Teaching a Billion People to Code: How JupyterLite Is Scaling the Impossible

By The New Stack

Share:

Key Concepts

  • Quantstack: A company founded by Savon Corlay in 2016, initially to support his work as a core Jupyter developer. It has grown to a team of 30, involved in Jupyter, Conda Forge, and Apache Arrow.
  • Jupyter Project: An open-source project providing interactive computing environments, widely adopted in academia and industry.
  • Jupyter Notebook: A web-based interactive computing environment that allows users to create and share documents containing live code, equations, visualizations, and narrative text.
  • JupyterLab: A next-generation web-based user interface for Project Jupyter, offering a more flexible and extensible environment than the classic Jupyter Notebook.
  • Conda Forge: A community-led collection of recipes, build infrastructure, and distributions for the conda package manager, primarily for scientific software.
  • Apache Arrow: A cross-language development platform for in-memory data, designed for efficient data processing and analytics.
  • JupyterLite: A distribution of Jupyter that runs entirely in the web browser, including language kernels, utilizing WebAssembly for code execution.
  • WebAssembly (Wasm): A binary instruction format for a stack-based virtual machine, designed as a portable compilation target for high-level languages like C, C++, and Rust, enabling them to run on the web.
  • Capital (Jupyter Deployment): A large-scale deployment of Jupyter in the French high school system, serving approximately half a million registered users annually, with code execution happening in the end-user's browser.
  • Emscripten: A compiler toolchain that enables developers to compile C and C++ code to WebAssembly.
  • Emscripten-forge: A software distribution developed by Quantstack, based on the Emscripten toolchain, for building WebAssembly applications.
  • Accessibility: Ensuring that software is usable by people with disabilities, a key challenge for the Jupyter ecosystem.
  • Real-time Collaboration: The ability for multiple users to work on the same document or code simultaneously.
  • Package Management: The process of installing, updating, configuring, and removing software packages.

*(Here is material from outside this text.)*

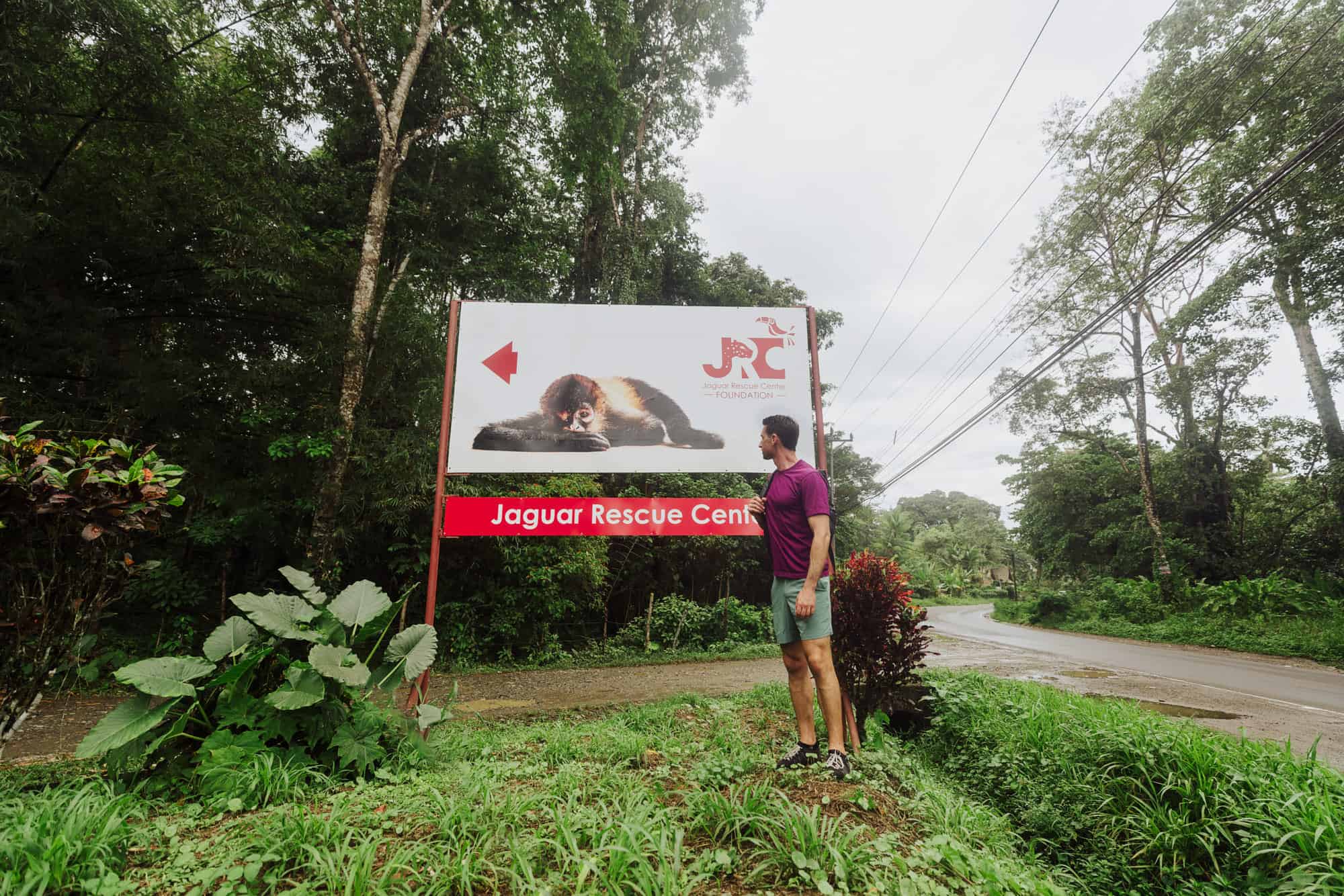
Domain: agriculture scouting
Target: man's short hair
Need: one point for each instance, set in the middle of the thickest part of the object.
(786, 428)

Quantstack and its Origins

Quantstack was founded in 2016 by Savon Corlay, initially as a one-person company to support his work as a core developer of the Jupyter project. The company experienced rapid growth due to the exploding adoption of Jupyter and the high demand for commercial support and consulting services around its ecosystem. Today, Quantstack has a team of approximately 30 people, with half based in France and the other half distributed across Europe (Germany, Austria, Spain, and the UK).

While initially focused on Jupyter, Quantstack has expanded its involvement to other key open-source ecosystems, including the Conda Forge project (a software distribution for science) and the Apache Arrow project (a cross-language development platform for in-memory data). The business has primarily been service-based, but there are indications of future product development.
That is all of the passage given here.